GROTON, Vt. - A Vermont town is putting the pieces back together after the death of one of their own, Tyler Curtis.

Curtis, 17, was involved in a rollover crash early Sunday night that killed him and injured two others.

Superintendent of the Blue Mountain School District, Emilie Knisley, said they are doing everything they can to support their students. 

"We actually opened the school up last night from 4 to 6 for students to come in and see each other and then meet with local counselors if they needed it. Both counselors on staff here and counselors from the local mental health agencies and surrounding school districts, so they had that opportunity last night and the baseball team got together last night to process what happened and to remember Tyler," she said. 

This tragedy has taken a toll on many close friends of Curtis, like Madysen Harrington, who said it will take time to heal.
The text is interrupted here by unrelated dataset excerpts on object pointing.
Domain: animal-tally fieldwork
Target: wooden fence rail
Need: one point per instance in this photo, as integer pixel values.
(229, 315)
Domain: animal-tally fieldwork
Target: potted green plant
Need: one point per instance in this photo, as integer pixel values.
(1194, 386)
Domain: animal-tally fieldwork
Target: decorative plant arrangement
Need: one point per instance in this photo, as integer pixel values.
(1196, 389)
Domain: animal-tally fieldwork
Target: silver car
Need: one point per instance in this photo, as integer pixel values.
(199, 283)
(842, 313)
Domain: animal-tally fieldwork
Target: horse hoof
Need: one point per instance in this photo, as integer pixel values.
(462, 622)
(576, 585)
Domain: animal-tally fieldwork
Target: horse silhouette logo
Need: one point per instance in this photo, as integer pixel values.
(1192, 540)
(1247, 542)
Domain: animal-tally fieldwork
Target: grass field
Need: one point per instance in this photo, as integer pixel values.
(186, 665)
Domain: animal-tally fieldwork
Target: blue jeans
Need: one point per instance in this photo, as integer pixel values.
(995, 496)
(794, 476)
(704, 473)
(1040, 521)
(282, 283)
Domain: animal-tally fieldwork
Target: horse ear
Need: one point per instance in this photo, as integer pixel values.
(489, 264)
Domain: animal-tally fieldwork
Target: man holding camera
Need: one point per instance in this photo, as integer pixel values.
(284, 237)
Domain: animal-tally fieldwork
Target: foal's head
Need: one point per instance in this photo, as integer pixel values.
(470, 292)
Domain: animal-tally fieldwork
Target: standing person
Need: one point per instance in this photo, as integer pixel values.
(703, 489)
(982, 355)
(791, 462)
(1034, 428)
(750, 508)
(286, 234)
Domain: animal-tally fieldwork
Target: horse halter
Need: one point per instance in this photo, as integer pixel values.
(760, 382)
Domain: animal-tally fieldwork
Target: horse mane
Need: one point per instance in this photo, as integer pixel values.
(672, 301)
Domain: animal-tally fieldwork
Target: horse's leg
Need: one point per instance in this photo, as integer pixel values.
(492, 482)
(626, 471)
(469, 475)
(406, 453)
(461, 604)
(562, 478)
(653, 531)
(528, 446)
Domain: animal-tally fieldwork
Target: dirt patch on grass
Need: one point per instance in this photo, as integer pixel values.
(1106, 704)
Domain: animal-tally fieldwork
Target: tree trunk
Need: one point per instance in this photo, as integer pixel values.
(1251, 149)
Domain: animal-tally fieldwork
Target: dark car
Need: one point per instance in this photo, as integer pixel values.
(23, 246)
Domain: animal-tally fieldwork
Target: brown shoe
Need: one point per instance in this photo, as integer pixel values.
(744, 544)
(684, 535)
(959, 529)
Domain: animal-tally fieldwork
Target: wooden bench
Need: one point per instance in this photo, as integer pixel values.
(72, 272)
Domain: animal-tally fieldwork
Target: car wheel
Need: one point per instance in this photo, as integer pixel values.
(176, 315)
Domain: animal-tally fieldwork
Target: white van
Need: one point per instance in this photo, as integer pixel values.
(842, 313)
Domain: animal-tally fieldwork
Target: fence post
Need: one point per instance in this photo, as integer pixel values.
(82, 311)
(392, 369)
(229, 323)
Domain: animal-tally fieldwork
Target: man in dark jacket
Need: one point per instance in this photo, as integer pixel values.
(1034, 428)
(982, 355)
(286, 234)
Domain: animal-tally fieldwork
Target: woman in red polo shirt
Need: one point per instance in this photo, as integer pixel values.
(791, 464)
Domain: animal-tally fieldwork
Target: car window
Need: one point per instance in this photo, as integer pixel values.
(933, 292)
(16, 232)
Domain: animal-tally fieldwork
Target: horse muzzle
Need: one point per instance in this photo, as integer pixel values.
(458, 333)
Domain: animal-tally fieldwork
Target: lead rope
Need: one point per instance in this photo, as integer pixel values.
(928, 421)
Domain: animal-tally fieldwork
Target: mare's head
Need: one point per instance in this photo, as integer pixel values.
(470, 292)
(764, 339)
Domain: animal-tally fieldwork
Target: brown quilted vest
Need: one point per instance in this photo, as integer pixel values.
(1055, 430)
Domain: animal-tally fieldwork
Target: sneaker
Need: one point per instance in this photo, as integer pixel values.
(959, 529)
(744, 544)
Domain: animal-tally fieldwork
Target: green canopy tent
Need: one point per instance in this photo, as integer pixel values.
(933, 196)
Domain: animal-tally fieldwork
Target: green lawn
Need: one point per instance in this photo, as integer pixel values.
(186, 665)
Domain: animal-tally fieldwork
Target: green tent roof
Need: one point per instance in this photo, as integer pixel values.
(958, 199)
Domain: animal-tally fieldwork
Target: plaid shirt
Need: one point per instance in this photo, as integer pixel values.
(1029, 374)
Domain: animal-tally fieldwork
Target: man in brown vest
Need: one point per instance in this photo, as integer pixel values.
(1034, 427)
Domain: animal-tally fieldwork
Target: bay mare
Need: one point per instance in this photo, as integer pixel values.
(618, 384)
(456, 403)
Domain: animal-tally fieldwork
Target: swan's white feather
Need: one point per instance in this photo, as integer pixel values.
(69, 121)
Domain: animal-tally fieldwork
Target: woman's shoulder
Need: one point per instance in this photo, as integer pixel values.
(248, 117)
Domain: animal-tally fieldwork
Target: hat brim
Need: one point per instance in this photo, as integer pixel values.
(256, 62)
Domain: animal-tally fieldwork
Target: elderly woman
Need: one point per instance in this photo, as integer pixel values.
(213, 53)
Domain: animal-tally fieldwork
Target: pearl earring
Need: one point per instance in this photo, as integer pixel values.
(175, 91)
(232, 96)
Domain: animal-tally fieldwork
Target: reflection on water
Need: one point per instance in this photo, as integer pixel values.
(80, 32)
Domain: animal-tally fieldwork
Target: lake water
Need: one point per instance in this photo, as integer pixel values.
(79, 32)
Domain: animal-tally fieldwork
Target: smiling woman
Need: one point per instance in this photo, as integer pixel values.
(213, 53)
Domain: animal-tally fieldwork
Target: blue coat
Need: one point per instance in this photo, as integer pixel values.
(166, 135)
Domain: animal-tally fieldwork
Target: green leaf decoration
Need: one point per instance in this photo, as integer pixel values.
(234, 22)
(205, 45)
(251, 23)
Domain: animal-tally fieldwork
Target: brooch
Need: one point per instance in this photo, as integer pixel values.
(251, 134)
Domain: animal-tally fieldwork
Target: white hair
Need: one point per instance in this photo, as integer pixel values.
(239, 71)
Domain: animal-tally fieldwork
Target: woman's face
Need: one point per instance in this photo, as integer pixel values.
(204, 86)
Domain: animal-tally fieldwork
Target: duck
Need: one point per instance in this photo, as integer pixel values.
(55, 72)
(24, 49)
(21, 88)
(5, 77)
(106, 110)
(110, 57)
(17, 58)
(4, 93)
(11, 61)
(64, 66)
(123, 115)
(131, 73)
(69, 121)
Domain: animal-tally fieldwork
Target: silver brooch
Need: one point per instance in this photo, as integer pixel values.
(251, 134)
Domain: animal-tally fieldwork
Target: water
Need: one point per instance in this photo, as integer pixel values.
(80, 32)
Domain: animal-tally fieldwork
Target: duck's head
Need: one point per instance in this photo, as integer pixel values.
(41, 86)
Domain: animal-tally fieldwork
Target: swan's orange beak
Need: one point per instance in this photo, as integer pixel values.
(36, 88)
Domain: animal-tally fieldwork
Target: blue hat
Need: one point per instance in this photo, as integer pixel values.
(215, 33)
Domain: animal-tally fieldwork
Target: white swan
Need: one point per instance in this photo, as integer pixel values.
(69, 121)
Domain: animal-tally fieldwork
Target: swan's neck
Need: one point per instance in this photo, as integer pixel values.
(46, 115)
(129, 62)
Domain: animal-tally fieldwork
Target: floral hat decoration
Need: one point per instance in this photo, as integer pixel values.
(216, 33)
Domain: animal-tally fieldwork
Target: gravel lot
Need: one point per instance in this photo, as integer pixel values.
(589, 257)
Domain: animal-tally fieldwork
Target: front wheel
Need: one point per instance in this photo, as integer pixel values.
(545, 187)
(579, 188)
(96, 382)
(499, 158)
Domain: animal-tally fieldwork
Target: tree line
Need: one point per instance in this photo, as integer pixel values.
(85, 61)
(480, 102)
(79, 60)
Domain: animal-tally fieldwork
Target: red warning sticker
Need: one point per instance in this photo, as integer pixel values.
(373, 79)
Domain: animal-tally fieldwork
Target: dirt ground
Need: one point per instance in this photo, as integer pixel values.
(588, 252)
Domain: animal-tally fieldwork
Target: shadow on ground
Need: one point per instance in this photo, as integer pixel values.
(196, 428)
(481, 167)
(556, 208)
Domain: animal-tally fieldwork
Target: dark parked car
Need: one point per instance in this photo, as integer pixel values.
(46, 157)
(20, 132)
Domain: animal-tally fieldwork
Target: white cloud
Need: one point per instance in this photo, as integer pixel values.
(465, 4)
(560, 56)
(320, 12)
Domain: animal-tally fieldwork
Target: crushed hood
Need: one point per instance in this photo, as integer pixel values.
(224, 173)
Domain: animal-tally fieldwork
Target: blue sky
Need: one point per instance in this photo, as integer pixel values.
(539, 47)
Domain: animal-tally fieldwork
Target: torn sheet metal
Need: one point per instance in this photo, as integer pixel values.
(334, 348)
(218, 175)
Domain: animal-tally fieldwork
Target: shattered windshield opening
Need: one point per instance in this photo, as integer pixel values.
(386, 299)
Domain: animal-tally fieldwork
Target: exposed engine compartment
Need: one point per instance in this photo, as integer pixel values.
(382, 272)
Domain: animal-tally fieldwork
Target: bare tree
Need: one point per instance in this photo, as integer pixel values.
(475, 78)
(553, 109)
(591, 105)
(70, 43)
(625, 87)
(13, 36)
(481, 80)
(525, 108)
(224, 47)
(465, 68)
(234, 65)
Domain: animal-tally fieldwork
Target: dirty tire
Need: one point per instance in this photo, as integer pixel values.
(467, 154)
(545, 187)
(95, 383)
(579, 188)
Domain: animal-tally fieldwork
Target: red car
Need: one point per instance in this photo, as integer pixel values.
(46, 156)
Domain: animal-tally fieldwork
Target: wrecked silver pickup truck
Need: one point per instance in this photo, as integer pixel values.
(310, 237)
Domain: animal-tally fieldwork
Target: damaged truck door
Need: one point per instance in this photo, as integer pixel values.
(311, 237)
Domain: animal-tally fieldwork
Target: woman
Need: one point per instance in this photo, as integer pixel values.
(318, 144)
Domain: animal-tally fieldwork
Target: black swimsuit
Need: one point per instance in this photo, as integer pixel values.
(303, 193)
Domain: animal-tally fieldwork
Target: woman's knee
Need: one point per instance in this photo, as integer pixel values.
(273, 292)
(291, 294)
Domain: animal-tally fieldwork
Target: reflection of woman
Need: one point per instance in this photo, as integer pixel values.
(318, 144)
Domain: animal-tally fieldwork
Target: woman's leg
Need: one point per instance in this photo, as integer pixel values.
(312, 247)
Harrington,14, knew Curtis for four years and was soon going to attend school with him. She said she is heartbroken. 

"Everyone is very sad and just trying to grieve. He was a big part of a lot of peoples lives, so it's hard to think of him not being here, its almost doesn't feel real," she said. 

Curtis was a three-sport star at Blue Mountain, a leader on the baseball team and he had a love for racing. 

He was not wearing a seatbelt when he died. 

This tragedy has opened the conversation for safe driving and the importance of wearing a seatbelt. 

Lieutenant John Flannigan of the Vermont State Police said that over half of the last year's fatalities were due to not wearing a seatbelt. 

He said you're not just risking your life but also someone else's. 

"The seatbelt is designed to keep you in this drivers seat. As a driver, if you lose control and you don't have a seatbelt, you come away from your seat or out of your seat, you now have lost control of your vehicle and now you're a danger to other vehicles," he said. 

Flannigan said that Vermont doesn't have a primary seatbelt law yet but hopes in the future, it will encourage more people to wear seatbelts and in turn save more lives.